Distinct is also easily explained to users, who are probably familiar with Excel’s “remove duplicate rows”.
It can also be great for exploring unfamiliar databases. I ask applicants to find stuff in a database they would never see by scrolling, and you’d be surprised how many don’t find it.
In any case, it depends. OP nicely guarded himself by writing “overusing”, so at that point his pro-tip is just a tautology and we are in agreement: not every use of DISTINCT is an immediate smell.
What do you mean? Here are your real alternatives for doing a semijoin (assuming ANSI SQL, no vendor extensions):
SELECT * FROM t1 WHERE EXISTS ( SELECT * FROM t2 WHERE t2.x = t1.x );
SELECT * FROM t1 WHERE x IN ( SELECT x FROM t2 );
SELECT * FROM t1 JOIN ( SELECT DISTINCT x FROM t2 ) s1 USING (x);
Now tell me which one of these is the less verbose semijoin?
You could argue that you could fake a semijoin using
SELECT DISTINCT * FROM t1 JOIN t2 USING (x);
or
SELECT * FROM t1 JOIN t2 USING (x) GROUP BY t1.*;
but it doesn't give the same result if t1 has duplicate rows, or if there is more than one t2 matching t1. (You can try to fudge it by replacing * with something else, in which case the problem just moves around, since “duplicate rows” will mean something else.)

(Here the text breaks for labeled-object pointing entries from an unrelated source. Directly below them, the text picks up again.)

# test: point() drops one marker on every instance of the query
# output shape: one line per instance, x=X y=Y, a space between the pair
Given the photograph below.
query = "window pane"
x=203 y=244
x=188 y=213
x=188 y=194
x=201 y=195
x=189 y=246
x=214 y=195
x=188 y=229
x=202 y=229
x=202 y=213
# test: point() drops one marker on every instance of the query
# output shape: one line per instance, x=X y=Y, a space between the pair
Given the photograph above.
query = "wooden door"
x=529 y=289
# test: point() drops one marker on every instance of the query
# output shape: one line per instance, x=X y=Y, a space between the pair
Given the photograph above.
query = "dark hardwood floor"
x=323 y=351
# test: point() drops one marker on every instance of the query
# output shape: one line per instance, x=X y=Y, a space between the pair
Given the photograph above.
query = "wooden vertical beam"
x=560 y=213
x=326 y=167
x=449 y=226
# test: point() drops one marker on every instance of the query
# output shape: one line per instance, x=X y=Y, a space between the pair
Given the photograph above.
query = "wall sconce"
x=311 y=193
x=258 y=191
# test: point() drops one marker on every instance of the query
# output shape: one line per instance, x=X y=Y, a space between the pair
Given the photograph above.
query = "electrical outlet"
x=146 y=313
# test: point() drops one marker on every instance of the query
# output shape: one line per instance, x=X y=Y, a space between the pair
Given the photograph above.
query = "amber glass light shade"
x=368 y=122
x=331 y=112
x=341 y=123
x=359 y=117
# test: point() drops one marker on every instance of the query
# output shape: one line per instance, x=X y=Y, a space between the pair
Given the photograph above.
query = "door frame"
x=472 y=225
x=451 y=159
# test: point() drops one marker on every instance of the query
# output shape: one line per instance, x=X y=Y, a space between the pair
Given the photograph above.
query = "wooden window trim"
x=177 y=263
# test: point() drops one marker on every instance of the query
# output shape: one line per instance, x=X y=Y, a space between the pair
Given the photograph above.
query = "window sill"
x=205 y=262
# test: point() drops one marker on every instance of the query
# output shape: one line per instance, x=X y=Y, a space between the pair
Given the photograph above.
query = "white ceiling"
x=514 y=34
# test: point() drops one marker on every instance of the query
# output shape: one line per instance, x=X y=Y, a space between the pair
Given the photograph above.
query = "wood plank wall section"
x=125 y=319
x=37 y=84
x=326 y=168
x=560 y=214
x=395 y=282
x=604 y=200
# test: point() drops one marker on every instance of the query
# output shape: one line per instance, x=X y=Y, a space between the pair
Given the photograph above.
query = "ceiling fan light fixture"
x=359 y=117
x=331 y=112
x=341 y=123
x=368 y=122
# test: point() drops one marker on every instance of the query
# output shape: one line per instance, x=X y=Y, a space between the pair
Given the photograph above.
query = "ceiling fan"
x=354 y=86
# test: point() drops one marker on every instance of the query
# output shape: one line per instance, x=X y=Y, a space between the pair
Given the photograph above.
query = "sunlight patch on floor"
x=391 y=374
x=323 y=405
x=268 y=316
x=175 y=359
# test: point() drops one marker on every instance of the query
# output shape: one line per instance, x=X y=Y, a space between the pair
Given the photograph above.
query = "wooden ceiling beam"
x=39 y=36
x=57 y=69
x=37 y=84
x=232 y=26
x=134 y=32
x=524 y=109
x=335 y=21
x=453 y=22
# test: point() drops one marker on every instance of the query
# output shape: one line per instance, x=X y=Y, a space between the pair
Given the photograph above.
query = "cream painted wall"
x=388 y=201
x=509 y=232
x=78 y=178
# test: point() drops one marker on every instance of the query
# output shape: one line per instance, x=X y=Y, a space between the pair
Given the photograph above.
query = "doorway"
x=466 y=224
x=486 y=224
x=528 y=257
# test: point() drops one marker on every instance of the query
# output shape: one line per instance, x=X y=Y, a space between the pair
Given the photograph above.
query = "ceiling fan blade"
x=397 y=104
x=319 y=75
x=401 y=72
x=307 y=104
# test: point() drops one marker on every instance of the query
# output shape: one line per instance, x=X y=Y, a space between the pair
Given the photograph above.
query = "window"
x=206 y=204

No, sorry, you’re certainly correct, I just meant that any subqueries are generally crazy verbose. And then you usually want additional Where clauses or even Joins in there, and it starts to stop looking like a Where clause, so I’m often happy when I can push that logic into From.
Any time I see DISTINCT in a query I immediately become suspicious that the query author has an incomplete understanding of the data model, a lack of comprehension of set theory, or more likely both.